Further, in the present invention, the screw feed mechanism is not limited to the ball screw type, but can be applied to a no-back mechanism using a screw feed mechanism comprising a combination of a normal screw member and a nut member. further,
The detailed configuration in the illustrated embodiment, that is, the spring mechanism for urging the ratchet pawl to always mesh with the ratchet teeth of the ratchet board, the manner of installation thereof, and the like belong to the design area, and various modifications can be realized. The invention embraces all of them. Further, the no-back device according to the present invention is not limited to being applied only to an actuator having a rotor blade of an aircraft as a load, but is applicable to a working actuator having many other loads.

[0018]

The no-back device provided by the present invention has been described in detail above. Therefore, when the back rotation driving force due to the acting force from the load side is excessive, the rotation driving shaft and the ratchet mechanism are integrated. By rotating the friction disk in such a manner, an excessive load does not act on the friction disk and damage can be prevented, and the durability of the no-back device can be improved.

[Brief description of the drawings]

FIG. 1 is a longitudinal sectional view showing a configuration of a no-back device according to the present invention.

FIG. 2 is a cross-sectional view showing a configuration of a no-back device according to the present invention.

FIG. 3 is a view showing a modified example of the no-back device according to the present invention.

FIG. 4 is a view showing a modified example of the no-back device according to the present invention.

FIG. 5 is a longitudinal sectional view showing a configuration of a conventional no-back device.

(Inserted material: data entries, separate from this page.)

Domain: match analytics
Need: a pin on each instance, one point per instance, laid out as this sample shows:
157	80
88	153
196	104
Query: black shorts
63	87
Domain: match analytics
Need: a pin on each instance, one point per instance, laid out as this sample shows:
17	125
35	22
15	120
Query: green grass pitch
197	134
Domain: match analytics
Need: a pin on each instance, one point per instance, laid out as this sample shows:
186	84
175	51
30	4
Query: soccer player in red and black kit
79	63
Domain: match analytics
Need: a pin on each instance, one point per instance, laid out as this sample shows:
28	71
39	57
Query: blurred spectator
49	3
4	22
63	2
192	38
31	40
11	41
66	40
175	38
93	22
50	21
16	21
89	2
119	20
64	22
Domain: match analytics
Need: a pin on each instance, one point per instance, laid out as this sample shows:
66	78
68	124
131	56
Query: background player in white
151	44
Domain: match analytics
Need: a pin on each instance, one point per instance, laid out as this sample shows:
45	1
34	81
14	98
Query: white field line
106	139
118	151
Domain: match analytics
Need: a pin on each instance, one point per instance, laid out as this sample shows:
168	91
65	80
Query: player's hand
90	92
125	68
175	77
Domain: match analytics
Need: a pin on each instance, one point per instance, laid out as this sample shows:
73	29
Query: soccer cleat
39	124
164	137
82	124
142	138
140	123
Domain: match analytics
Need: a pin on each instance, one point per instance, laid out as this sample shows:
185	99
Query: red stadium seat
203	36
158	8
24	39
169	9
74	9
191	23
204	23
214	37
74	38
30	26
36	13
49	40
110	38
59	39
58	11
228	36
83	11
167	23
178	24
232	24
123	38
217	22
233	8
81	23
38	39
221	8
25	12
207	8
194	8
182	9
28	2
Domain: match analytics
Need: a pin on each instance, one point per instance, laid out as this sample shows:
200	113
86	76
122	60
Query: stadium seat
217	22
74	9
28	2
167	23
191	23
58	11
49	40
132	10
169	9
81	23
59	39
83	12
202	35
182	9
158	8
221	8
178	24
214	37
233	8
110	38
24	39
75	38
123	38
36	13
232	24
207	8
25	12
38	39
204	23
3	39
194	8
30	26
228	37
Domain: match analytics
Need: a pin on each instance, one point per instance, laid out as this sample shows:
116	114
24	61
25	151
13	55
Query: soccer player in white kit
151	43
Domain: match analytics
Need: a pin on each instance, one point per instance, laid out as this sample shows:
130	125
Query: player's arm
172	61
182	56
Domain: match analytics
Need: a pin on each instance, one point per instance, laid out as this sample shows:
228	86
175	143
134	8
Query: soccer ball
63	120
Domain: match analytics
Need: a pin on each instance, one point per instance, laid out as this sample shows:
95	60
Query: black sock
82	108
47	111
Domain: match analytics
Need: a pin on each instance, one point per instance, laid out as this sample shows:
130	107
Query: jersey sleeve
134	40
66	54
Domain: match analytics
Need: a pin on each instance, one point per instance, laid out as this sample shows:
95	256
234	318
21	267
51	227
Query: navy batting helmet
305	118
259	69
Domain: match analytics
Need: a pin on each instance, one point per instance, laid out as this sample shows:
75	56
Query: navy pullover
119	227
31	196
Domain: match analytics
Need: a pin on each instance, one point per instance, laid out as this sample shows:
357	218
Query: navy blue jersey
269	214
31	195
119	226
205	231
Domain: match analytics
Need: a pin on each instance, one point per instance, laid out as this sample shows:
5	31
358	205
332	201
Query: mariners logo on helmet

FIG. 6 is a cross-sectional view showing a configuration of a conventional no-back device.

[Explanation of symbols]

 DESCRIPTION OF SYMBOLS 1 ... Base 2, 2N ... Base frame 3, 3N ... Cover 4 ... Bearing 5 ... Rotation drive shaft 5S ... Spline part 6 ... Ball screw rod 7 ... Ball nut rod 8 ... Ball 9 ... pressure receiving plate 10, 11 ... friction plate 12 ... support shaft 13, 14 ... ratchet plate 15, 16 ... ratchet pawl 17, 18 ... thrust bearing 19, 20 ... fixing screw 21 ... winding type Spring 22, 23 ... Pin 24 ... Movable ring 24H ... Spherical recess 24K ... Recess 25 ... Support shaft 26 ... Ball holding board 27 ... Compression spring 28 ... Pressing board 29 ... Adjusting screw 30 ... … Cylinder 31… Stopping ball 32… Rotating drive shaft 32P… Pressure receiving board 33… Ball screw rod 34… Ball 35… Ball nut rod 36… Fixed frame 37… Friction disc 38… Thrust bearing 39 ...... Ratchet board 40 ... Ratchet claw 40S... Support shaft 41... Movable ring 42... Tension spring 43... Stopping ball 44... Pressing plate 45.

Claims (1)

[Claims] 1. A screw, comprising a combination of a screw member rotatably held by a fixed frame and driven to rotate and a nut member screwed to the screw member, wherein a load is actuated by reciprocating movement of the nut member. A feed mechanism, a pressure receiving plate mounted on the screw member, and a ratchet mechanism engaged with the pressure receiving plate via a friction plate and held on the fixed frame side so as to allow only one-way rotation of the screw member. When the load is actuated via the nut member by driving the screw member to rotate, and when the rotational driving force acts on the screw member by the action force from the load side, the screw member is actuated by the ratchet mechanism. In a no-back device configured to prevent the rotational drive of the movable member, a movable member rotatable around the screw member with respect to the fixed frame is provided,
When the ratchet mechanism is installed on the movable member, and when the reverse rotation driving force of the screw member due to the acting force from the load side is within a predetermined value, a stopping mechanism for stopping the rotation of the movable member is provided. Wherein the reverse rotation driving of the screw member is allowed when the reverse rotation driving force of the screw member due to the acting force from the first member exceeds a predetermined value.